Jaron Lanier is a pioneer in the computer field…a true trailblazer. For instance, he helped to create and popularize the field of virtual reality. He is also a renaissance man to boot, as he is accomplished in diverse fields such as mathematics and music. He is an absolute Genius, and I’m capitalizing the word because he deserves it.

I don’t think it exactly counts as an irony (too many people use that word inappropriately – yes, I’m talking to you, Ms. Morissette), but I listened to the unabridged audiobook version of You Are Not a Gadget on my iPod. DOH! Still, the reader was excellent, and I found myself highly engaged in this book. Be warned – it is fairly dense and, like me, you’ll probably read/listen to this and bemoan to yourself, “Oh how I wish that I was as smart as this guy!”

Undoubtedly, the line between us and technology is blurring…as I blog about this, ahem. In this “manifesto,” Lanier, who clearly loves technology overall, expresses concern over “Web 2.0,” or at least how some enthusiasts (or technologists) view it as inherently good. Web 2.0, in brief, includes more recent technologies such as social media/networking, user created content, information sharing, and so on. It is the difference between Encyclopedia Brittanica Online and Wikipedia.

Lanier presents compelling arguments as to why we should be careful about where Web 2.0 is taking us (or we are taking ourselves with it?). Despite his many protestations and caveats, I did get the sense that Lanier has a tinge of that common phenomenon in which the older generation views the newer generation as…I dunno…inferior. “Back in my day, we used dial-up to get onto the Internet, and it would take us 20 minutes to send an email…and WE LIKED IT!!”

Okay, I’m jesting a bit (my apologies, Jaron!). Lanier understands that people may have perceptions that he is glorifying the past and diminishing aspects of current/emerging technologies. Nonetheless, the fact remains that most of his arguments still have great merit. There are dangers woven into the technologies that we are using.

For instance, I hate to admit this, but I fear my attention span has diminished because of my iPod, iPhone, the Internet, Twitter, Facebook, email, texting, gaming, and so on. Maybe having 2 young kids partly contributes to this drop, but I believe that technology has crept into my life (and the lives of billions of others) and is at least partly to blame.

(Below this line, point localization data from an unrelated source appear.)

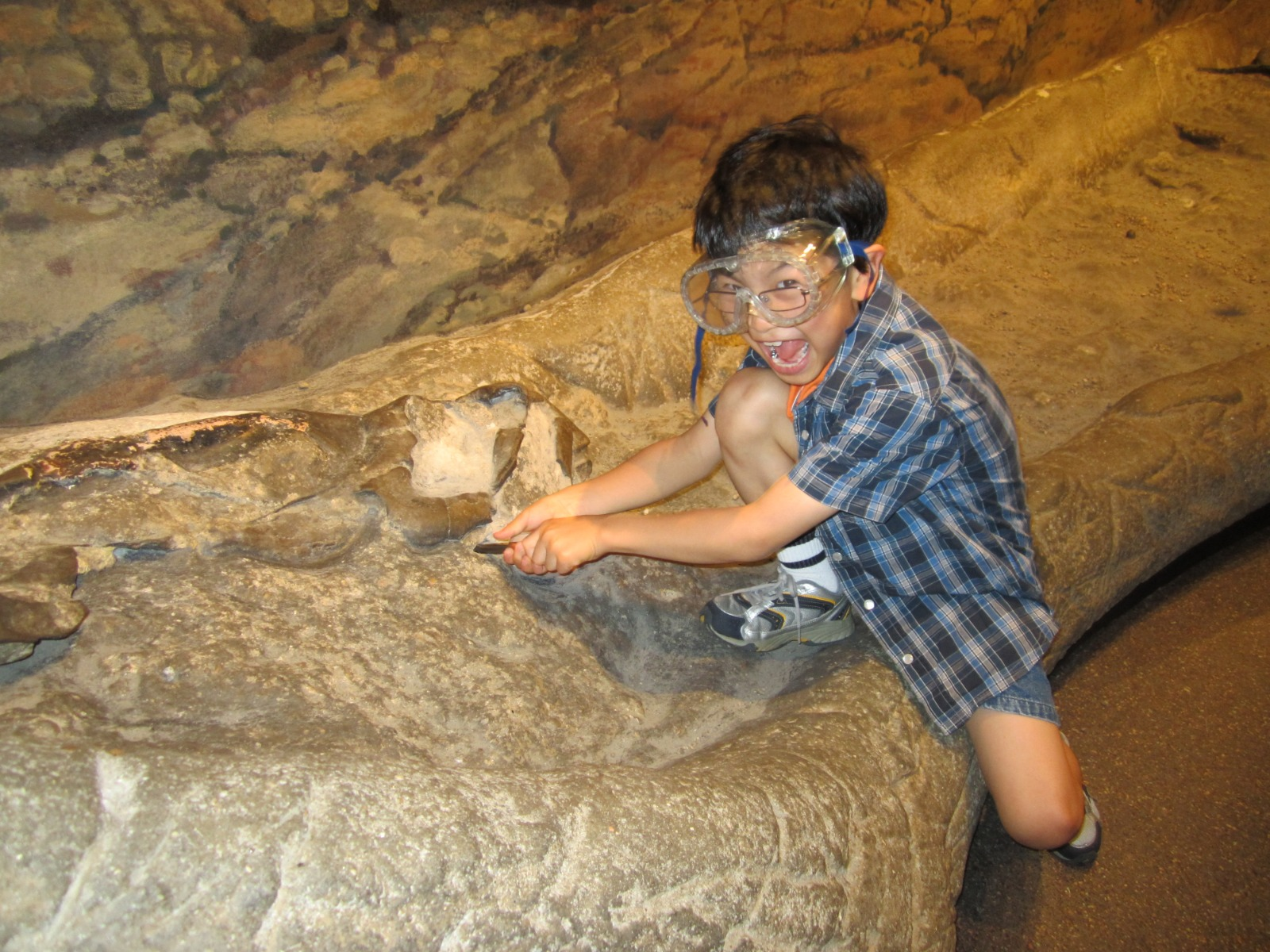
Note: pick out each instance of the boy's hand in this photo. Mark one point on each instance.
(558, 505)
(556, 546)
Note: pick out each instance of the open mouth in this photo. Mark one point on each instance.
(787, 355)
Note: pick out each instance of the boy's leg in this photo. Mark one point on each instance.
(806, 603)
(1032, 774)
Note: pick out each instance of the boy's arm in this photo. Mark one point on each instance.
(649, 476)
(702, 536)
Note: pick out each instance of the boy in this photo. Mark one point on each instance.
(857, 428)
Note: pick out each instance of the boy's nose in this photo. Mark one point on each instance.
(753, 317)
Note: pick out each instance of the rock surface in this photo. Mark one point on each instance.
(412, 747)
(272, 187)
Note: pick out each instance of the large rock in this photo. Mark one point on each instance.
(302, 712)
(309, 181)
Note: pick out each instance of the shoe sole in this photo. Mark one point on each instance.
(817, 634)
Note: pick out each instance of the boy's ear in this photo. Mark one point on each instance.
(864, 283)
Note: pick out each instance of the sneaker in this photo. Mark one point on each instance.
(778, 612)
(1083, 848)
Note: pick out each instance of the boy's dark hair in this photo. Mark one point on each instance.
(776, 175)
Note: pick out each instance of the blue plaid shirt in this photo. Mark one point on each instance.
(911, 441)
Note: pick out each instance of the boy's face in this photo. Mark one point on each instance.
(799, 353)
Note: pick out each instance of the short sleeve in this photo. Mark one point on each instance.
(879, 451)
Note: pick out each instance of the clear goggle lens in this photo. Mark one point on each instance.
(806, 263)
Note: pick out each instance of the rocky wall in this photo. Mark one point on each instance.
(213, 200)
(300, 711)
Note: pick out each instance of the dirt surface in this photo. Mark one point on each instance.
(1166, 704)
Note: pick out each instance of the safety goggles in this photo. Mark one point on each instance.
(797, 267)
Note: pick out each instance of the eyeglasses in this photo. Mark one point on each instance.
(806, 262)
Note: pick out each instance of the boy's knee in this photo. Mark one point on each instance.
(1045, 824)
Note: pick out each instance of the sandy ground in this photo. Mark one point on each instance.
(1166, 704)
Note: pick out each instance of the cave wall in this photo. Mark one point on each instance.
(215, 198)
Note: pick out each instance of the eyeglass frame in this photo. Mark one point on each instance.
(817, 298)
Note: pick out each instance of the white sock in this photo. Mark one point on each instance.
(806, 560)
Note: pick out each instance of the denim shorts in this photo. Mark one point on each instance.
(1029, 696)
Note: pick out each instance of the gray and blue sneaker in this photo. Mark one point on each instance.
(779, 612)
(1083, 848)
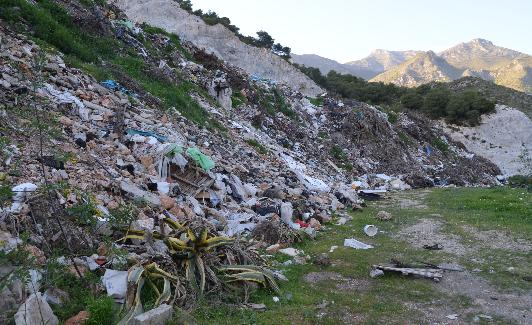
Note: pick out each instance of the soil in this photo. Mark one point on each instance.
(485, 298)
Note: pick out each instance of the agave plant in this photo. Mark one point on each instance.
(194, 247)
(153, 276)
(191, 249)
(250, 273)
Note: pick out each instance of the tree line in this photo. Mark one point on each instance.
(263, 39)
(436, 99)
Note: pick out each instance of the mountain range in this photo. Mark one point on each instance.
(477, 58)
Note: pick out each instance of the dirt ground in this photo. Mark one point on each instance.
(486, 299)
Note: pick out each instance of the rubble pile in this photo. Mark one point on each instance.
(99, 166)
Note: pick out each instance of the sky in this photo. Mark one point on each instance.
(346, 30)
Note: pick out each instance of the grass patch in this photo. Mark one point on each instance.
(391, 299)
(50, 23)
(318, 101)
(170, 94)
(257, 146)
(440, 145)
(487, 208)
(238, 99)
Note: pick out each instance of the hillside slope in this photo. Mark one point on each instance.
(218, 40)
(325, 65)
(479, 54)
(382, 60)
(423, 68)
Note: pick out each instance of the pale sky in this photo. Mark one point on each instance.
(346, 30)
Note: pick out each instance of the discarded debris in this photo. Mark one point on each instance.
(434, 247)
(383, 215)
(434, 274)
(371, 230)
(356, 244)
(35, 310)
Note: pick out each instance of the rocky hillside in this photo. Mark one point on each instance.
(422, 68)
(382, 60)
(479, 54)
(325, 65)
(128, 156)
(478, 58)
(377, 62)
(217, 40)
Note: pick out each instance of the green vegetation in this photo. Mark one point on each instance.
(237, 99)
(318, 101)
(350, 294)
(259, 147)
(273, 102)
(263, 39)
(440, 144)
(50, 23)
(341, 157)
(437, 101)
(521, 181)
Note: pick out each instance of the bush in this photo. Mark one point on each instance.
(468, 107)
(440, 144)
(412, 100)
(521, 181)
(102, 311)
(436, 101)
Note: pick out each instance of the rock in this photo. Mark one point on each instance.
(56, 296)
(156, 316)
(375, 273)
(137, 193)
(146, 161)
(115, 283)
(35, 311)
(314, 223)
(383, 215)
(287, 212)
(311, 232)
(323, 260)
(78, 319)
(40, 258)
(290, 251)
(273, 249)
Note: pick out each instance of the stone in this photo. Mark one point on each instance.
(35, 311)
(383, 215)
(273, 249)
(289, 251)
(137, 193)
(78, 319)
(56, 296)
(314, 223)
(323, 260)
(40, 258)
(146, 161)
(167, 202)
(375, 273)
(156, 316)
(115, 283)
(287, 212)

As I’ve written before, technology isn’t good or bad, it just is. However, unless we are careful…unless we truly step back from technology and ask what whether it is enhancing or diminishing our lives…there is a very real danger that it can make our lives worse and not better. We don’t want to lose the qualities that make us most “human” as we lose ourselves in the technologies that we have created to enhance our lives. Indeed, we are not gadgets, and Lanier is trying to make damn sure that we don’t lose track of this fact as we keep forging ahead at a breakneck pace. I say this as I finish my blog at 12:10 AM on Sunday morning. Hey, I guess this is ironic.